Start a listen session — this spawns a subshell where sbatch is intercepted:

sarray listen

Your prompt changes to [sarray] (bold yellow) to indicate you're in a session.

Inside the session, call sbatch normally. Every call is queued instead of submitted:

sbatch --array=0-4 train.slurm model_a
sbatch --array=0-4 train.slurm model_b
sbatch eval.slurm

When ready, submit everything as one merged array:

sarray submit

Or discard and exit without submitting:

sarray cancel

Both commands exit the subshell automatically.


Standalone mode

Pass a queue file directly — no subshell needed:

sarray submit jobs.conf

Where jobs.conf contains one sbatch call per line:

sbatch --array=0-2 train.slurm lr=0.01
sbatch --array=0-2 train.slurm lr=0.001
sbatch --array=0-2 train.slurm lr=0.0001

Read from stdin:

echo "sbatch job.slurm" | sarray submit -

Commands

sarray listen

Spawns an interactive subshell with a fake sbatch that queues calls into a temporary file. The real sbatch is shadowed only inside this subshell — your parent shell is unaffected.

Exit the session with sarray submit or sarray cancel.


sarray submit [FILE|-]

Generate and submit the merged job array.

Argument / Flag Description
FILE Queue file to read (one sbatch ... line per job). Omit to use the active listen session.
- Read queue from stdin.
-o, --output FILE Save the generated script to this file (default: sarray.slurm in the current directory).
-n, --dry-run Print the generated script to stdout (syntax-highlighted) without submitting.
-t, --throttle N Limit the number of simultaneously running tasks (%N appended to --array).

The generated script is always written to disk before submission — sarray.slurm by default — so you can always inspect what was submitted.

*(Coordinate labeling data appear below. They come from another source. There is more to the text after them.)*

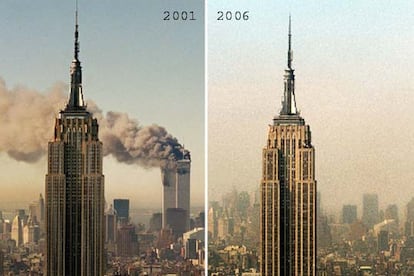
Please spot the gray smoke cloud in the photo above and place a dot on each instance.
(27, 120)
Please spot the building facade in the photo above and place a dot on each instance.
(176, 186)
(75, 188)
(370, 213)
(288, 191)
(349, 213)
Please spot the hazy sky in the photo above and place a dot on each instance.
(354, 64)
(132, 61)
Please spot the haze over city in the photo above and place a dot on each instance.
(145, 80)
(354, 87)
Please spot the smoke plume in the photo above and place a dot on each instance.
(27, 120)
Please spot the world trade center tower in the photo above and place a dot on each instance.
(75, 188)
(288, 191)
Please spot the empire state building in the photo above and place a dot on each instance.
(288, 191)
(75, 188)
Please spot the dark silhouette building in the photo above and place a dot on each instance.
(75, 187)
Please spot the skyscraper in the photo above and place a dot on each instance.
(176, 186)
(121, 207)
(288, 190)
(349, 213)
(370, 212)
(75, 187)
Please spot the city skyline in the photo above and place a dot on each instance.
(354, 64)
(126, 69)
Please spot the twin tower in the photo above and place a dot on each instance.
(75, 188)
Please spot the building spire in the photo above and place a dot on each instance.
(290, 46)
(76, 96)
(76, 33)
(289, 102)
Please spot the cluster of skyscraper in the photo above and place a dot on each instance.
(75, 223)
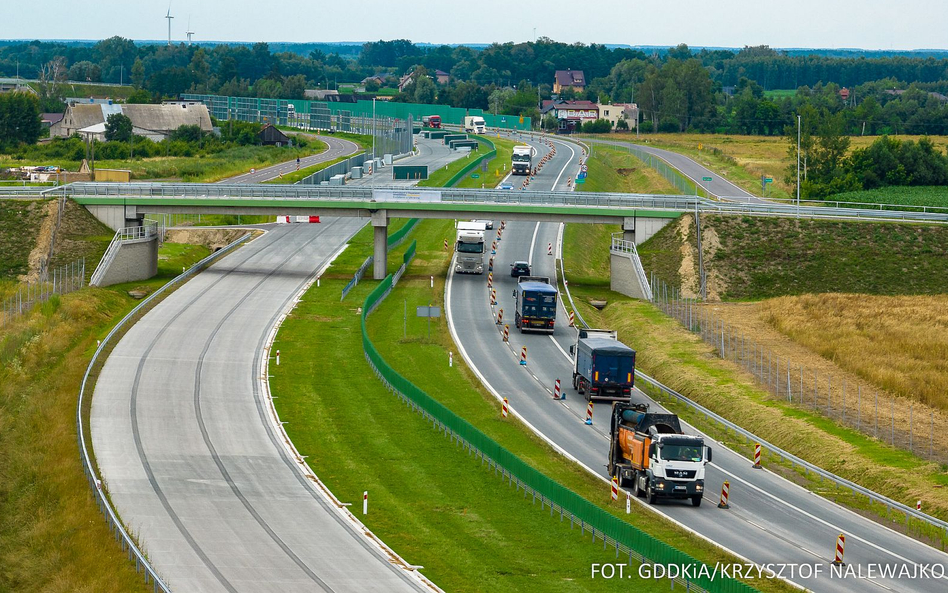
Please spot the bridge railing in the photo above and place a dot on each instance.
(305, 195)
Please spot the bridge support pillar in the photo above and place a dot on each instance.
(380, 224)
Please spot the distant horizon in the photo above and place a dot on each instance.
(474, 43)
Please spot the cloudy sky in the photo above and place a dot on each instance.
(868, 24)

CLI flags override #SBATCH directives. For example:

sbatch --mem=8GB job.slurm    # overrides #SBATCH --mem in job.slurm
sbatch --array=0-9 job.slurm  # overrides #SBATCH --array in job.slurm

--wrap is also supported (no script file needed):

sbatch --wrap "python train.py" --array=0-4 --mem=16GB

sarray cancel

Discard the current listen session queue and exit the subshell.


sarray throttle JOBID -n N [--kill]

Update the concurrent task limit of a running job array without cancelling it.

Argument / Flag Description
JOBID ID of the running job array.
-n, --max, --max-tasks N New maximum number of simultaneously running tasks.
-k, --kill Requeue tasks currently running above the new limit.
# Slow down a running array to 2 concurrent tasks
sarray throttle 123456 --max 2

# Slow down and immediately requeue the excess running tasks
sarray throttle 123456 --max 2 --kill

The command checks that the job exists, belongs to you, and is a job array before updating.


Example workflow

$ sarray listen
[sarray] $ sbatch --array=0-9 experiments/baseline.slurm
[sarray] $ sbatch --array=0-9 experiments/ablation.slurm
[sarray] $ sbatch --array=0-9 experiments/ablation2.slurm
[sarray] $ sarray submit --dry-run   # preview the merged script
[sarray] $ sarray submit             # submit and exit the session
Submitted batch job 42137
$

Result: one job array with 30 tasks instead of 3 separate submissions.

Project details


Download files

Download the file for your platform. If you're not sure which to choose, learn more about installing packages.

Source Distribution

sarray-0.1.0.tar.gz (19.6 kB view details)

Uploaded Source

Built Distribution

If you're not sure about the file name format, learn more about wheel file names.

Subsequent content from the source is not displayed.